Most readers already know that the stock of Larsen & Toubro Infotech (NSE: LTI) has risen significantly by 42% in the past three months. Given that the market rewards strong long-term financials, we wonder if this is the case in this case. More precisely, we decided to study the ROE of Larsen & Toubro Infotech in this article.
ROE or return on equity is a useful tool to assess how effectively a company can generate the returns on investment it has received from its shareholders. In other words, it is a profitability ratio that measures the rate of return on capital contributed by the shareholders of the company.
Discover our latest analysis for Larsen & Toubro Infotech
How is the ROE calculated?
Return on equity can be calculated using the formula:
Return on equity = Net income (from continuing operations) ÷ Equity
Thus, based on the above formula, the ROE of Larsen & Toubro Infotech is:
27% = ₹ 21b ÷ ₹ 78b (based on the last twelve months up to September 2021).
“Return” refers to a company’s profits over the past year. Another way to look at this is that for every 1 value of equity, the company was able to make 0.27 profit.
What is the relationship between ROE and profit growth?
We have already established that ROE is an effective indicator of profit generation for a company’s future profits. Based on how much of those profits the company reinvests or “withholds” and how efficiently it does so, we are then able to assess a company’s profit growth potential. Assuming everything else remains the same, the higher the ROE and profit retention, the higher the growth rate of a business compared to businesses that don’t necessarily have these characteristics.
A side-by-side comparison of Larsen & Toubro Infotech’s 27% profit growth and ROE
For starters, Larsen & Toubro Infotech has a fairly high ROE which is interesting. Additionally, the company’s ROE is 14% higher than the industry average, which is quite remarkable. It is probably because of this that Larsen & Toubro Infotech has been able to achieve decent net income growth of 16% over the past five years.

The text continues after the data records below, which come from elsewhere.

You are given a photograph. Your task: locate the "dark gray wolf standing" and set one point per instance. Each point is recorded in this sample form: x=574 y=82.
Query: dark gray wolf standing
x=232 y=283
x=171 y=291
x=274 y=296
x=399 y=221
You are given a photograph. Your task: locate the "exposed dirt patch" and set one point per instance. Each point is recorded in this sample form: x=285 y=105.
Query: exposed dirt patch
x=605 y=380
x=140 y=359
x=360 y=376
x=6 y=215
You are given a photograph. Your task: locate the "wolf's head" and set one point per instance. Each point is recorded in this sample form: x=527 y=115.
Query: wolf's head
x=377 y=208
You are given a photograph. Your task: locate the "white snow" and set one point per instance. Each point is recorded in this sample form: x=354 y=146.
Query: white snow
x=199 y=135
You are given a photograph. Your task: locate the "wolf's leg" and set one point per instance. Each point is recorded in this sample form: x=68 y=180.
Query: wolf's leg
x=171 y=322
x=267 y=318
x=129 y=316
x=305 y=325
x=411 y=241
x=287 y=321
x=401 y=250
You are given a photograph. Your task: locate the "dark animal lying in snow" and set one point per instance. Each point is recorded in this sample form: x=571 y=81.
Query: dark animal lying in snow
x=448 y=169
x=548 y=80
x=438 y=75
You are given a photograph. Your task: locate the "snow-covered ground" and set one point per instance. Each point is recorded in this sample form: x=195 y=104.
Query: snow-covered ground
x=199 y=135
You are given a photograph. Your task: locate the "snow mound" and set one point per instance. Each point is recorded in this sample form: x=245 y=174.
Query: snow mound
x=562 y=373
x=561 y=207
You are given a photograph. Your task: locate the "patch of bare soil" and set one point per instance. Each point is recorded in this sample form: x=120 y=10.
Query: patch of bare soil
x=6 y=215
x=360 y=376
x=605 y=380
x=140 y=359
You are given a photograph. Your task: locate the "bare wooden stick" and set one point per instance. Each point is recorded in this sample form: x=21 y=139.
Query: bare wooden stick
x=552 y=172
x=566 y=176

Then, comparing with the industry net income growth, we found that the growth of Larsen & Toubro Infotech is quite high compared to the industry average growth of 12% during the same period, this which is great to see.
Profit growth is a huge factor in the valuation of stocks. It is important for an investor to know whether the market has factored in the expected growth (or decline) in company earnings. By doing this, they will have an idea if the stock is heading for clear blue waters or if swampy waters are waiting for them. A good indicator of expected earnings growth is the P / E ratio which determines the price the market is willing to pay for a stock based on its earnings outlook. So, you might want to check if Larsen & Toubro Infotech is trading high P / E or low P / E, relative to its industry.
Does Larsen & Toubro Infotech use its retained earnings efficiently?
Larsen & Toubro Infotech has a three-year median payout rate of 33%, which means it keeps the remaining 67% of its profits. This suggests that its dividend is well hedged, and given the decent growth the company is seeing, it looks like management is reinvesting its earnings in an efficient manner.
In addition, Larsen & Toubro Infotech paid dividends over a period of five years. This shows that the company is committed to sharing the profits with its shareholders. Our latest analyst data shows that the company’s future payout ratio over the next three years is expected to be around 34%. As a result, forecasts suggest that the future ROE of Larsen & Toubro Infotech will be 27%, which is again similar to the current ROE.
Overall, we think Larsen & Toubro Infotech’s performance is pretty good. In particular, it is great to see that the company is investing heavily in its business and with a high rate of return, which has resulted in significant growth in its profits. The latest forecasts from industry analysts show the company is expected to maintain its current growth rate. Are the expectations of these analysts based on general industry expectations or on company fundamentals? Click here to go to our business analyst forecasts page.
This Simply Wall St article is general in nature. We provide commentary based on historical data and analyst forecasts using only unbiased methodology and our articles are not intended to be financial advice. It does not constitute a recommendation to buy or sell shares and does not take into account your goals or your financial situation. Our aim is to bring you long-term, targeted analysis based on fundamental data. Note that our analysis may not take into account the latest announcements from price sensitive companies or qualitative documents. Simply Wall St has no position in any of the stocks mentioned.